X. Plaintiff does not state a claim under the Americans with Disabilities Act.
Plaintiff does not expressly allege a violation of the Americans with Disabilities Act (ADA). But, in Count Six, plaintiff references "reasonable accommodation" which is a phrase commonly associated with the ADA. In Count Two, plaintiff also alleges that he is housed on the second level in spite of his limited mobility and pain when he navigates the stairs.

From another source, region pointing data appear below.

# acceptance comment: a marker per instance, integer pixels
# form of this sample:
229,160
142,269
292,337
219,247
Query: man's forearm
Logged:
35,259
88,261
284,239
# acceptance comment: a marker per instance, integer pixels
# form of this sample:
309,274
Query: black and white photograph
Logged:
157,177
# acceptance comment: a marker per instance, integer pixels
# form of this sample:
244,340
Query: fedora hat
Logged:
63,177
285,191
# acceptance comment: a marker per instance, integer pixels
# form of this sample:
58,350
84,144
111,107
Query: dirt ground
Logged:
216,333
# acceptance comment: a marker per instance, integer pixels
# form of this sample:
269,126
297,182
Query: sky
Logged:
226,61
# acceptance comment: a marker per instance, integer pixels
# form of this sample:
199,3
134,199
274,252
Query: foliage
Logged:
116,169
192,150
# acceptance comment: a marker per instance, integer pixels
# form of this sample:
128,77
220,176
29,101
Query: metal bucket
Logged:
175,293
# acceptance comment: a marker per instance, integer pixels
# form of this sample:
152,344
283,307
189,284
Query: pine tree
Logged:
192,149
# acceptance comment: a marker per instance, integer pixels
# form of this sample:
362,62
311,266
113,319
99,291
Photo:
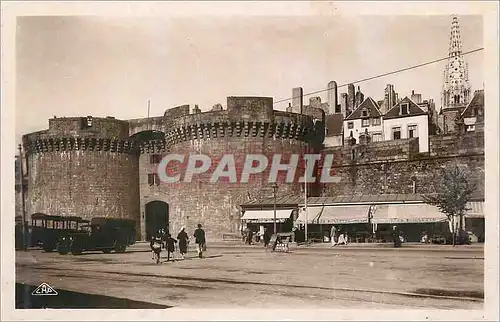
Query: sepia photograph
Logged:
273,161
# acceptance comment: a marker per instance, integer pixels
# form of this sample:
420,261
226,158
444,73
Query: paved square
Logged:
376,276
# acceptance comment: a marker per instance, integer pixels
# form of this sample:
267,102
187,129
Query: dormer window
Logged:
404,108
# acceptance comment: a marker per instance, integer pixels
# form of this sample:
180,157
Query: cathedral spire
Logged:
456,87
455,41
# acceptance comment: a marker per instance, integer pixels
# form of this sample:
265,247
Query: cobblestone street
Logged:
375,276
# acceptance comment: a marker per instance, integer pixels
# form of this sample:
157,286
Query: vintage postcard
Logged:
250,160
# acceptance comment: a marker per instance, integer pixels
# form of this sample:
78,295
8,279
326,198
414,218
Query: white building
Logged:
407,120
366,117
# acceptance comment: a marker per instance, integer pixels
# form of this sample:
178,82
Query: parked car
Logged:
103,234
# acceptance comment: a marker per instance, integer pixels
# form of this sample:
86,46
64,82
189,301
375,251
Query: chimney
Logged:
344,104
364,138
351,140
297,100
332,97
359,98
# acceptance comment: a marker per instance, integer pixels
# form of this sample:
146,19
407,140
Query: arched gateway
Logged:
157,217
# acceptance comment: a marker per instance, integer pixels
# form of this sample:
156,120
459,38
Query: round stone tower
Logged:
249,125
83,166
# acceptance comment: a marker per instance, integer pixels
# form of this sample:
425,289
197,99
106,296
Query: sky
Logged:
112,66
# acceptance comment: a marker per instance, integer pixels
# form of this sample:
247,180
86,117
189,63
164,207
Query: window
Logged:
404,108
89,121
412,131
154,158
376,137
153,179
396,133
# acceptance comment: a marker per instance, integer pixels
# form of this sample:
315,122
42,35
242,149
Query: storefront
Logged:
414,220
257,220
259,214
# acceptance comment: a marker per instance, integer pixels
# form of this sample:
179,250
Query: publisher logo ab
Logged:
44,289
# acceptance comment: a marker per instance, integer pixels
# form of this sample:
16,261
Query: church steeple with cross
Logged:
456,87
456,91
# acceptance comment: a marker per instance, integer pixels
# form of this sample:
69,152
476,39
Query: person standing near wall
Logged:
200,240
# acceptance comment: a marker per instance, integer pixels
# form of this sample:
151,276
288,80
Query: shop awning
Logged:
407,213
476,209
312,215
345,214
266,216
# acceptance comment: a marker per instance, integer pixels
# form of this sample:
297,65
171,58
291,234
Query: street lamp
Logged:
275,189
21,175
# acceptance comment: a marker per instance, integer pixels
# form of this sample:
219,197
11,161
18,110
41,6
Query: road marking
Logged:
44,289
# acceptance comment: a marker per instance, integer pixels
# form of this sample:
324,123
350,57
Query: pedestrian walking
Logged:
156,245
249,237
333,236
396,233
200,240
267,237
183,239
170,247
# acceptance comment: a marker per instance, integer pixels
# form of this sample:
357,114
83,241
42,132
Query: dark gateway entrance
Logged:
156,218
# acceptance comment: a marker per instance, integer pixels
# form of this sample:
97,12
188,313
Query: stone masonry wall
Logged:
84,183
216,206
248,126
392,166
78,170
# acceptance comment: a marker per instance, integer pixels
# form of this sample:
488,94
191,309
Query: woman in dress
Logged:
183,239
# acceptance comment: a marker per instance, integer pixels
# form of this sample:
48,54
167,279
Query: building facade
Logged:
456,91
406,120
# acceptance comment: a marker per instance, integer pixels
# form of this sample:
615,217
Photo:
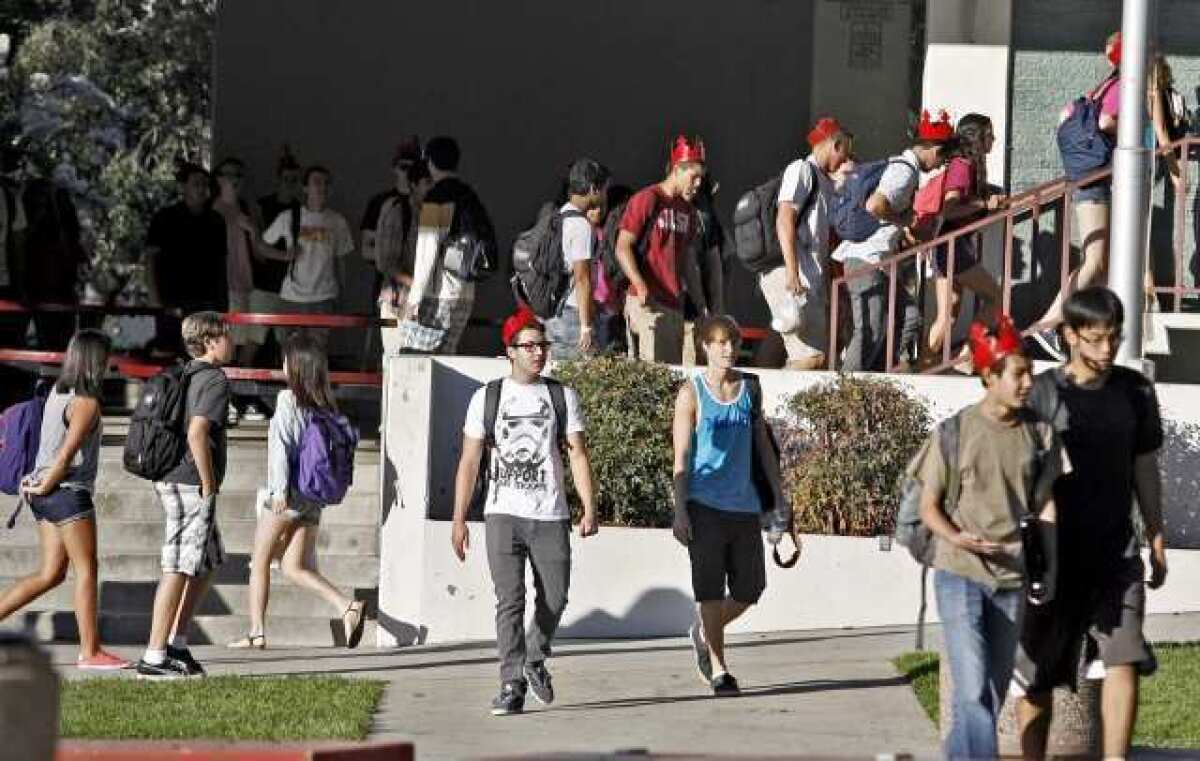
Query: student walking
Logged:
192,547
522,421
718,510
59,495
655,253
796,291
288,522
997,466
1109,420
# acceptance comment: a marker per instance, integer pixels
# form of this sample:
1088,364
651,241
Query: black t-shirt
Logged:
268,274
208,396
1104,429
191,265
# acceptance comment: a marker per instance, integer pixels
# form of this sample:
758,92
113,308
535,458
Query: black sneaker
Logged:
185,657
703,660
510,700
169,669
538,678
725,685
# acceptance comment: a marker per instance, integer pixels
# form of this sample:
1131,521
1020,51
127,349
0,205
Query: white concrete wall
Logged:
630,582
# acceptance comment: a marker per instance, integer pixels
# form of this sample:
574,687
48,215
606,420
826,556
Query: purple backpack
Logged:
325,467
21,430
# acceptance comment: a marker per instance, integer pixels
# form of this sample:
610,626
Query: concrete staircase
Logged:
130,537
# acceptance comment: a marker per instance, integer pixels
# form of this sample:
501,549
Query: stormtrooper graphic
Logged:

Title II of the ADA provides that "no qualified individual with a disability shall, by reason of such disability, be excluded from participation in or be denied the benefits of services, programs or activities of a public entity, or be subjected to discrimination by any such entity." 42 U.S.C. § 12132. Plaintiff's allegations do not allege that he has been denied benefits, services, programs or activities of the JCADC because of a disability. See Hockaday v. Colorado Dept. of Corrections, 766 Fed.Appx. 572, 575 (10th Cir. 2019)(ADA prohibits discrimination on the basis of disability, not inadequate treatment for disability). Therefore, he has failed to state a claim for violation of Title II of the ADA.
XI. Motion for leave to proceed in forma pauperis
The court has reviewed plaintiff's motion and financial information and has determined that plaintiff should be granted leave to proceed in forma pauperis.
XII. Conclusion
Plaintiff's motion for leave to proceed in forma pauperis (Doc. No. 2) is granted. The court shall grant plaintiff time until October 4, 2019 to show cause why the court should not dismiss this action or to file an amended complaint which corrects the deficiencies outlined in this order. An amended complaint should be written on the forms supplied by the court and should contain all the claims upon which plaintiff seeks to proceed. The amended complaint should not refer to the original complaint.
IT IS SO ORDERED.
Dated this 6th day of September, 2019, at Topeka, Kansas.